Advogada transexual tenta uma vaga em tribunal máximo da Venezuela

A advogada Tamara Adrián, 56 de idade – com doutorado na Universidade Francesa de Paris II e professora há quase 30 anos das duas principais universidades da Venezuela – é candidata a uma das cadeiras do Tribunal Supremo de Justiça, a mais alta corte do país venezuelano. Pelos seus predicados culturais e pelo seu destaque como operadora do Direito, a nomeação não seria nenhuma surpresa. Mas na imprensa de seu país ganha destaque a informação de que ela é transexual e lésbica.

Para a advogada, também ativista de direitos humanos, sua candidatura propõe ao tribunal um dilema. Ela diz que “se usassem critérios absolutamente objetivos, eu poderia ser indicada”. Mas ela acredita que as chances são mínimas, diante de uma Assembleia Nacional que qualifica de “homolesbotransfóbica” e que contesta a postura “politicamente independente” da advogada.

“Nunca fiz parte de partido político, sou uma pessoa de esquerda de formação, creio na liberdade humana e defendo os direitos humanos. Em consequência, não estou dentro do perfil que se quer ter no tribunal supremo, que é evidentemente de pessoas submissas” – resume ela.

Tamara é um dos 404 candidatos que postulam uma das nove novas vagas de titulares e 32 suplentes no TSJ venezuelano (equivalente ao STF brasileiro) para um período de 12 anos. Feita a pré-seleção pelo tribunal, os candidatos serão designados pela Assembleia Nacional, de maioria chavista, até o próximo dia 20.
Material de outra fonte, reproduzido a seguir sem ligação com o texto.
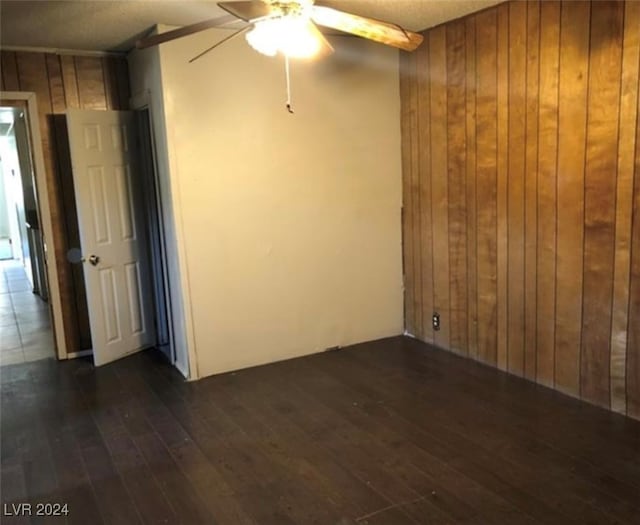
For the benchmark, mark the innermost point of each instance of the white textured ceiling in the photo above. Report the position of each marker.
(114, 25)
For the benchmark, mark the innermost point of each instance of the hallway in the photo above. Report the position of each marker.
(25, 325)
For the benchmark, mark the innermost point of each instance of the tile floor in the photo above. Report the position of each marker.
(25, 325)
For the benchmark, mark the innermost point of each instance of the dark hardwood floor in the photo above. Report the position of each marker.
(388, 432)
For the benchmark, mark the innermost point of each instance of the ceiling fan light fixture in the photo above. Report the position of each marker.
(290, 35)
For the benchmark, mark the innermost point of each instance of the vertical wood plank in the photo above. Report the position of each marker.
(439, 183)
(633, 339)
(486, 161)
(424, 148)
(516, 183)
(531, 190)
(572, 115)
(502, 182)
(547, 158)
(456, 143)
(624, 204)
(407, 198)
(90, 78)
(600, 197)
(32, 75)
(70, 81)
(470, 124)
(9, 71)
(417, 201)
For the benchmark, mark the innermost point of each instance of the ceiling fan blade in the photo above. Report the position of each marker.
(217, 44)
(154, 40)
(247, 11)
(325, 47)
(383, 32)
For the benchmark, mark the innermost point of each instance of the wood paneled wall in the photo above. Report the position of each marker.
(61, 82)
(521, 161)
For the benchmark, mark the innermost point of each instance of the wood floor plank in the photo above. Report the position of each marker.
(391, 431)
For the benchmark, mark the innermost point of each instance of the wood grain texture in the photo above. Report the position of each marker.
(486, 162)
(471, 191)
(600, 198)
(439, 182)
(10, 81)
(547, 180)
(502, 188)
(633, 337)
(516, 155)
(406, 79)
(572, 114)
(91, 85)
(417, 201)
(456, 162)
(627, 146)
(548, 203)
(424, 161)
(531, 191)
(277, 444)
(61, 82)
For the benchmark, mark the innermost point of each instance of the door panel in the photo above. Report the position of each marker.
(106, 181)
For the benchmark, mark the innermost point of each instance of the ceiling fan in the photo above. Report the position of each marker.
(290, 27)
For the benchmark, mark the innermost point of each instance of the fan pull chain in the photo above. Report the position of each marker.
(288, 75)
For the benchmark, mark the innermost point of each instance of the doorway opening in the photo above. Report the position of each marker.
(25, 319)
(156, 236)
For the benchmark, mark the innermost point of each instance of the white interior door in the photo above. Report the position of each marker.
(112, 232)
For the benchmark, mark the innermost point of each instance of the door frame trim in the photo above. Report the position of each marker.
(42, 187)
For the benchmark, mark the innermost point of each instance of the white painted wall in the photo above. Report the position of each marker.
(287, 226)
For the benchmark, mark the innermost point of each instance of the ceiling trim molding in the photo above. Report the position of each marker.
(58, 51)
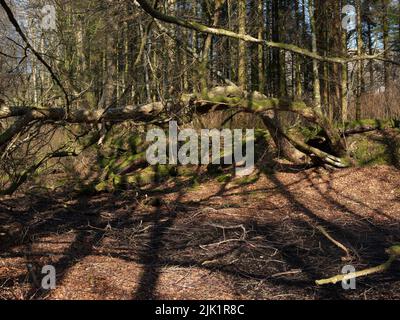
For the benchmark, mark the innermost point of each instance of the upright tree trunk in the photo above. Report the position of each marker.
(242, 70)
(316, 82)
(360, 64)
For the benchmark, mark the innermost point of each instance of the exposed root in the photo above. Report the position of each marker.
(394, 253)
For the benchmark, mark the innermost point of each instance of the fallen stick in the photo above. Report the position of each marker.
(335, 242)
(394, 253)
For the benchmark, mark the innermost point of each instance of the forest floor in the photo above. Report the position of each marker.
(236, 239)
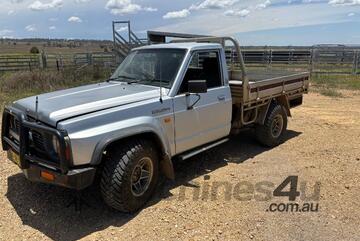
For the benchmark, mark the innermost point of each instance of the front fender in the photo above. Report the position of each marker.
(89, 144)
(128, 128)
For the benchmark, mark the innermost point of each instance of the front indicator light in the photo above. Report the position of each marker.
(47, 176)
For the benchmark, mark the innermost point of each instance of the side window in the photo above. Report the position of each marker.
(204, 65)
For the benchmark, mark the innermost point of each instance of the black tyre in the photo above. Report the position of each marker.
(272, 132)
(130, 175)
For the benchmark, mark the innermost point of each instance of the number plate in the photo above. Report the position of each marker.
(14, 157)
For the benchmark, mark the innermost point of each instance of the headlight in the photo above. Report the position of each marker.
(56, 144)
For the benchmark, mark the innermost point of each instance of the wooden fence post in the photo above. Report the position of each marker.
(356, 62)
(312, 60)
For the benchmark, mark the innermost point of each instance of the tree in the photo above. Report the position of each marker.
(34, 50)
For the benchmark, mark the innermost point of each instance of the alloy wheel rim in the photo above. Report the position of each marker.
(141, 176)
(277, 126)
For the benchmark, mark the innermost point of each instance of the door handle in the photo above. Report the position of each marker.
(221, 97)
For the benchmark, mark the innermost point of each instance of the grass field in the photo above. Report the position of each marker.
(331, 85)
(53, 46)
(17, 85)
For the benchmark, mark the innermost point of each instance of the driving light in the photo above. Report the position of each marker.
(56, 144)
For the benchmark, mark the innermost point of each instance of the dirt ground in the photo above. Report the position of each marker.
(323, 145)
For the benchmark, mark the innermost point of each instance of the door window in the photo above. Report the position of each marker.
(203, 66)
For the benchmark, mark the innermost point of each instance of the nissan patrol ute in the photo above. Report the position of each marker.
(164, 102)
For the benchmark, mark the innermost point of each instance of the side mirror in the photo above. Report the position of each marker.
(197, 86)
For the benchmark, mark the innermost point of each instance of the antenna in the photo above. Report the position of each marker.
(160, 85)
(37, 108)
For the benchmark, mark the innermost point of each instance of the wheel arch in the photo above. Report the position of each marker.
(137, 132)
(281, 100)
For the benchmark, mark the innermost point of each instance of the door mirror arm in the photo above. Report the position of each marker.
(190, 107)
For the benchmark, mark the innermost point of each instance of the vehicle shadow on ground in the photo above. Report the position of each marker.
(43, 207)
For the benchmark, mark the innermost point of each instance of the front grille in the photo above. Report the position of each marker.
(38, 140)
(14, 128)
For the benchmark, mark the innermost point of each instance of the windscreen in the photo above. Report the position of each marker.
(151, 67)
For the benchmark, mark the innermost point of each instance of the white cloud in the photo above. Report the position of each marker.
(263, 5)
(31, 28)
(238, 13)
(121, 7)
(177, 14)
(74, 19)
(122, 29)
(316, 14)
(39, 6)
(5, 32)
(344, 2)
(213, 4)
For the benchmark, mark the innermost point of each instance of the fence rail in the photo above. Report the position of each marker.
(55, 61)
(317, 60)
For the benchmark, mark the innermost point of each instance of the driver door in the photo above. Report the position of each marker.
(210, 117)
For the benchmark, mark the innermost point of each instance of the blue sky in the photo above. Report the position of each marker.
(256, 22)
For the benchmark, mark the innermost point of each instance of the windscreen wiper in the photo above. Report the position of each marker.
(121, 77)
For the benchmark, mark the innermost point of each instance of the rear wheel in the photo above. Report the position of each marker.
(130, 175)
(271, 133)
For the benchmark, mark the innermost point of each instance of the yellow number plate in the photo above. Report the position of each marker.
(14, 157)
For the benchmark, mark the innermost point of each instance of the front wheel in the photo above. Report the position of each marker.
(130, 175)
(272, 132)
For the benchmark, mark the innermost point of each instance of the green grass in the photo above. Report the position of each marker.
(349, 82)
(17, 85)
(330, 92)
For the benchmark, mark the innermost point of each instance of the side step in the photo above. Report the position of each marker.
(192, 153)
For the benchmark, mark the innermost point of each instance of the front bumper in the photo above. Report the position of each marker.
(75, 179)
(61, 170)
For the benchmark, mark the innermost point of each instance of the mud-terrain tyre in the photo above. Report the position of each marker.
(272, 132)
(123, 184)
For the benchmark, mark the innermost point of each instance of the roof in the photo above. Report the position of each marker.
(188, 46)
“A seleção é fechada, não sei como são os critérios. Não é um processo aberto, transparente, público”, reclama Tamara, que chegou à terceira etapa do processo, de entrevistas.
 
Mudança de sexo

A cirurgia para mudança de sexo, não permitida na Venezuela, ocorreu há quatro anos. Tamara considera ser mais importante usar as palavras “transexual” e “lésbica” como categorias políticas para reivindicação de direitos. “Não me sinto muito diferente do que sempre fui. Não foi um processo fácil, mas nada é fácil quando se vai contra a corrente hegemônica em qualquer âmbito da vida” – conclui.

No dia a dia, diz não sofrer mais preconceito. “Na verdade, o respaldo que tenho hoje não é somente de pessoas lésbicas, gays e transexuais, mas da comunidade de advogados e da comunidade em geral que me vê como alguém fiel a seus pensamentos e suficientemente independente para me realizar como pessoa”, afirma.
 
Na Venezuela, é possível trocar o nome na cédula de identidade, mas o documento anterior não é anulado e deve ser exibido ao lado do novo. Além disso, documentos anteriores à mudança de gênero, como diplomas e outros títulos, permanecem com o antigo nome.

“Isso não é igualdade, porque quando a pessoa vai procurar trabalho tem que explicar porque esse diploma que diz ‘Maria’ é na verdade de ‘Pedro’ e, obviamente, cria-se uma situação de discriminação tácita”, diz a advogada, ela própria vítima da regra que impõe que concorra à vaga no TSJ como Tomáz, seu nome antigo.